I actually used ChatGPT to solve a coding problem today

The following originally appeared as a post on my YouTube channel.

Trigger warning: not entirely negative stuff about A.I.

I have the script written for the first half of my “5-String Bass Showdown” video (the second half will be unscripted), but I may not get around to making that video this weekend, because one half of my “day job” (indie WordPress plugin developer) is bleeding over into my video time.

I spent about 10 hours sitting in front of my computer today. The first half of that was beating my head against the wall over an extremely obscure problem I was having with Block Editor development. (I am an old school PHP developer and I have never bothered to learn React, so I keep the dev side of the Block Editor at arm’s length.)

Anyway… after literally 5 hours of almost no progress, beyond homing in on exactly where, but not what, the problem was, and getting nowhere reading 6-year-old GitHub discussion threads and even older StackOverflow threads, I finally resorted to…

Asking ChatGPT. (With DuckDuckGo’s Duck.ai as an intermediary, of course.)

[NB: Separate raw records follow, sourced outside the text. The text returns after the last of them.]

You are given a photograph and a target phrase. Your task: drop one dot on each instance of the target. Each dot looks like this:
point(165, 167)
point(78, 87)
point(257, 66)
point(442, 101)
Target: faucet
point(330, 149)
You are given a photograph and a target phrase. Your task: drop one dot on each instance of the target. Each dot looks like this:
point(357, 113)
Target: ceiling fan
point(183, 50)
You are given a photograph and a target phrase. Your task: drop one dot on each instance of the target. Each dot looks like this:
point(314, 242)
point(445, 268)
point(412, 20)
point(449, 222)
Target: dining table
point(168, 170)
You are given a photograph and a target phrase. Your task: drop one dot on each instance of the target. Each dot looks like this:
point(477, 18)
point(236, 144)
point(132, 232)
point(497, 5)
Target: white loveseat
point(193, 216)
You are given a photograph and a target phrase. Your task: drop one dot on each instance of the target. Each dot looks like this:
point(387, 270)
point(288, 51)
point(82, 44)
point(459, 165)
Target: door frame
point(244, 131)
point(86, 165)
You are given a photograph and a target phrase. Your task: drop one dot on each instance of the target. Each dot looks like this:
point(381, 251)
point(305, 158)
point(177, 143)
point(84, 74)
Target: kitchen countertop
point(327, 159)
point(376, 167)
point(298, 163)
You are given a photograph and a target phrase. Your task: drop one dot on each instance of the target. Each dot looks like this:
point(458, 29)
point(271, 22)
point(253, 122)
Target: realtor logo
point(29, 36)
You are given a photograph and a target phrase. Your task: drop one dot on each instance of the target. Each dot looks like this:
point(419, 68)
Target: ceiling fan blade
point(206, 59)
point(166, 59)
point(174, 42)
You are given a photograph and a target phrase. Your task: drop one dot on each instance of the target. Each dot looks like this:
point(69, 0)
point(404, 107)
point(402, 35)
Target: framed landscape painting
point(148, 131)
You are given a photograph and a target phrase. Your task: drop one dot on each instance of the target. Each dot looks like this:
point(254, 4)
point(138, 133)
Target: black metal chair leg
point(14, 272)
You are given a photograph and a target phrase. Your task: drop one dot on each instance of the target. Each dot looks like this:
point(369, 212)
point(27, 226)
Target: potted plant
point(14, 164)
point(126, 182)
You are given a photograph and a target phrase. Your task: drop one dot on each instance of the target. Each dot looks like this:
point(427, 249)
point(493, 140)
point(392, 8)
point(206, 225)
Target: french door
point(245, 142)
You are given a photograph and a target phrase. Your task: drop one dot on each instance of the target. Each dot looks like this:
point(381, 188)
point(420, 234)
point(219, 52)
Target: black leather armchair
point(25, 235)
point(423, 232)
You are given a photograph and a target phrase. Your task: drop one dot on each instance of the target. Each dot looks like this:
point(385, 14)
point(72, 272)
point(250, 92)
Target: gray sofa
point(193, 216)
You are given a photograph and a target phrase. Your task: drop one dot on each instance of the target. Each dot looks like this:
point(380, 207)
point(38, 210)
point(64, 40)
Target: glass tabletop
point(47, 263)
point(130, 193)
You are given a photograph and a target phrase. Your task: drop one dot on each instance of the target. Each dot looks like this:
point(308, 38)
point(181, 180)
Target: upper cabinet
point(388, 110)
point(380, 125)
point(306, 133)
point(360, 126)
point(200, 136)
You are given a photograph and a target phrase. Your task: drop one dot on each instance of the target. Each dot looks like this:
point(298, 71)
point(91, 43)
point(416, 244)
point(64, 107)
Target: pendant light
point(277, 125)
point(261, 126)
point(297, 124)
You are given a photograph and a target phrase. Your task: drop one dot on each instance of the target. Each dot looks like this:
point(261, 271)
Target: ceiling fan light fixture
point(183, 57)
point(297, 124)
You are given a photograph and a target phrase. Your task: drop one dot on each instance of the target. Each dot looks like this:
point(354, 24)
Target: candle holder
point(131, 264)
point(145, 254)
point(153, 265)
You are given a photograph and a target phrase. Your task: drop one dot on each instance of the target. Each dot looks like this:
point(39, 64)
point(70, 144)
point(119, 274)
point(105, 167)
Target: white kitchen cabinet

Luckily I had gotten to the point where I could succinctly state in one sentence exactly where I was stuck, and provide ChatGPT with the relevant JavaScript function from my code.

In less than 5 seconds, it returned a cogent explanation of why my code was having an issue, along with a minimally rewritten version of my function that solved the problem.

It even mimicked my somewhat idiosyncratic coding style.

As Dr. Gnome would say, “Uff da.”

After finally taking a break around 3 PM to eat lunch and ponder my existential crisis, I decided to throw a few of my other “back burner” issues at it. The first one, which I thought would be the simplest, ended up being unresolvable. Two others were simple code refactoring (JavaScript is not my strongest suit), and it knocked those out of the park.

So… I’ve come to realize, A.I. like ChatGPT does have a role in my work. It can be a good partner to troubleshoot and optimize the code I write in languages I don’t know like the back of my hand.

But to that end, I think of it in a very similar way to how I’m using the stem splitter in Logic. It’s a tool to streamline the things I already do, and fill in the gaps. But ultimately I still have to be the one doing the thinking.